How the year is split
The Statutory Residence Test looks at the whole tax year and gives one answer: resident or not. Split-year treatment does not change that answer; it takes a year in which you are resident and divides it at a date fixed by whichever statutory case you meet, for example the day you start full-time work overseas (Case 1) or the day you cease to have any UK home (Case 3). There is also a prior-year condition: the leaver cases require UK residence in the previous tax year, the arriver cases require non-residence in it. Our split-year treatment guide sets out each case's full conditions and split dates.
The common trap
Leaving the UK part way through the year does not automatically end your UK tax exposure. If none of the eight cases fits your facts, you are taxed as a UK resident on worldwide income and gains for the entire 2026/27 year.
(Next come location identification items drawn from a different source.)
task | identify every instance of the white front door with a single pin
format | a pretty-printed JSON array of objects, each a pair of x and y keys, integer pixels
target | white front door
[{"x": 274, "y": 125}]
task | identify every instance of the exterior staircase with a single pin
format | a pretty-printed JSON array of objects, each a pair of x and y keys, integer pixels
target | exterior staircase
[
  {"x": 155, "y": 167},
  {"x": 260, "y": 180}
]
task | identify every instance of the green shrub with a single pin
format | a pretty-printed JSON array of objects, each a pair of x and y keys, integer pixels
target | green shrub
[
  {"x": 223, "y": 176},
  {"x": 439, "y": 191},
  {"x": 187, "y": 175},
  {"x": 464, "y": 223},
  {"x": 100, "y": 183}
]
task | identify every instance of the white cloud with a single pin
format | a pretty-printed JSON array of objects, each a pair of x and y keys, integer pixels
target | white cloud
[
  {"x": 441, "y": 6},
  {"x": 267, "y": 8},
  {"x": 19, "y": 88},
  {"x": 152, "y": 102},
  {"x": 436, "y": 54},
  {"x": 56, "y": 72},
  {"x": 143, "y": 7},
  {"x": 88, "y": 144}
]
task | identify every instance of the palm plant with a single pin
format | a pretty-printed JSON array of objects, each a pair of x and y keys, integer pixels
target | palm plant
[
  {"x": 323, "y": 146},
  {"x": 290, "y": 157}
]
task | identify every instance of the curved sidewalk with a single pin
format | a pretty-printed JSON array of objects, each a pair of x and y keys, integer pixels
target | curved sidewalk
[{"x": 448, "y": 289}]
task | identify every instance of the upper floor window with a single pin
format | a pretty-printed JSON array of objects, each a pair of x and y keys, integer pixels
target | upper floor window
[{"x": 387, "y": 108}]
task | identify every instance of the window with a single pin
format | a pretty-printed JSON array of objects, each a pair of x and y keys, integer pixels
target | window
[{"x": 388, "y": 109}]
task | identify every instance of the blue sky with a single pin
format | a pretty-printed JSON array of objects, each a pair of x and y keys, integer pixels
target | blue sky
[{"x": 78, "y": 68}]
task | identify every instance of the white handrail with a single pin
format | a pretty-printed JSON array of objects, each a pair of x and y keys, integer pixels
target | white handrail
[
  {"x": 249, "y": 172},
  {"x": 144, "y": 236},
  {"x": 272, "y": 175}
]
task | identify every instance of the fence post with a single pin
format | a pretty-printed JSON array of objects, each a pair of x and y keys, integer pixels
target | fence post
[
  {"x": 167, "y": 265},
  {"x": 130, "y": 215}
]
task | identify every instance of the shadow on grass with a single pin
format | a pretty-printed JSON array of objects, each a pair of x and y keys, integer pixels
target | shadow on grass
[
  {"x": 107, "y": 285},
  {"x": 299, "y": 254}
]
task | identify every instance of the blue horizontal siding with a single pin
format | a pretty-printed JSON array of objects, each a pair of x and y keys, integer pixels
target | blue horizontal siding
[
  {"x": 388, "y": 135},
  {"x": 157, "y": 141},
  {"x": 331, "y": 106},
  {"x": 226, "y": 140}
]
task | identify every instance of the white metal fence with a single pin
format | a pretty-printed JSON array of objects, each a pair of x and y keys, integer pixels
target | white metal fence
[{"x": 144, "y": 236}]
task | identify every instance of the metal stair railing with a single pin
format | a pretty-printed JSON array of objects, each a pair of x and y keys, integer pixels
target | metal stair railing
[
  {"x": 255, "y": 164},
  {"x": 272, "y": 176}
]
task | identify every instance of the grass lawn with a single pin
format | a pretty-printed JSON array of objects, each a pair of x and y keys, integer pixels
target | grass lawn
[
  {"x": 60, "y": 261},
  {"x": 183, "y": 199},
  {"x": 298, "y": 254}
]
And even where a case applies, UK-source income such as rent from a let UK property remains taxable in both parts of the year, while the temporary non-residence rules can claw back certain income and gains if your non-residence lasts five years or fewer before you return.
What to do
Confirm your SRT position for 2026/27 first, then check the case conditions against your actual travel dates, work pattern and homes, because each case has detailed day-count and home tests that must all be met. Claim by completing the SA109 residence pages with your Self Assessment return, stating the case relied on and the split date; the online deadline for 2026/27 is 31 January 2028. Keep evidence of flights, contracts and home arrangements, as HMRC can ask you to substantiate the case you have claimed.